The purpose of the paper is to discuss whether or not an acquisition changes the network identity of an acquired firm and, if so, how. This study aims to bring new insights to the corporate marketing field, as it examines corporate identity in the context of how a company is perceived because of its relationships with other firms. The focus of this research is acquired innovative firms.
This paper adopts a multiple case study approach. Data on four acquisitions of innovative firms were collected using 41 interviews, which were supplemented with secondary data.
Based on the case studies, it can be concluded that the network identity of the acquired firms does change following an acquisition. The acquired firms inherited the acquirers' identity, regardless of whether or not the companies were integrated. Previous, present and potential business partners regarded the innovative firms as being more solvent, but distanced themselves.

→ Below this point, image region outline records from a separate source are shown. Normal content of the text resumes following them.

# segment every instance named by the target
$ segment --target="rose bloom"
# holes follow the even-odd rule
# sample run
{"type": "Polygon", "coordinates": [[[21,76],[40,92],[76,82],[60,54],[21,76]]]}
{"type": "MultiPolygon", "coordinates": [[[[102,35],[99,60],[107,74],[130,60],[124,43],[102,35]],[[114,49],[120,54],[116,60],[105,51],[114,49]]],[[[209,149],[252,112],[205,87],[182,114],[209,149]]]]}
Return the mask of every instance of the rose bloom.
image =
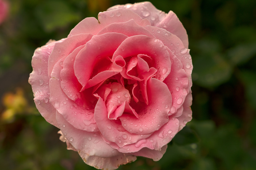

In addition, some of them regarded the innovative firms as competitors.
Changes in the way a firm is perceived by its business partners, following an acquisition, will influence the future business operations of the firm. Expected changes to business relationships should ideally be considered part of due diligence. Acquirers need to consider how they can minimise the risks associated with business partners' changed perceptions of acquired firms.
This paper contributes to the research on identity, through discussion of the consequences of an acquisition for the identity and relationships of a firm. It also contributes to the existing corporate marketing literature, through consideration of perceptions at a network level. Furthermore, this paper contributes to merger and acquisition literature, by highlighting the influence of ownership on relationships with external parties.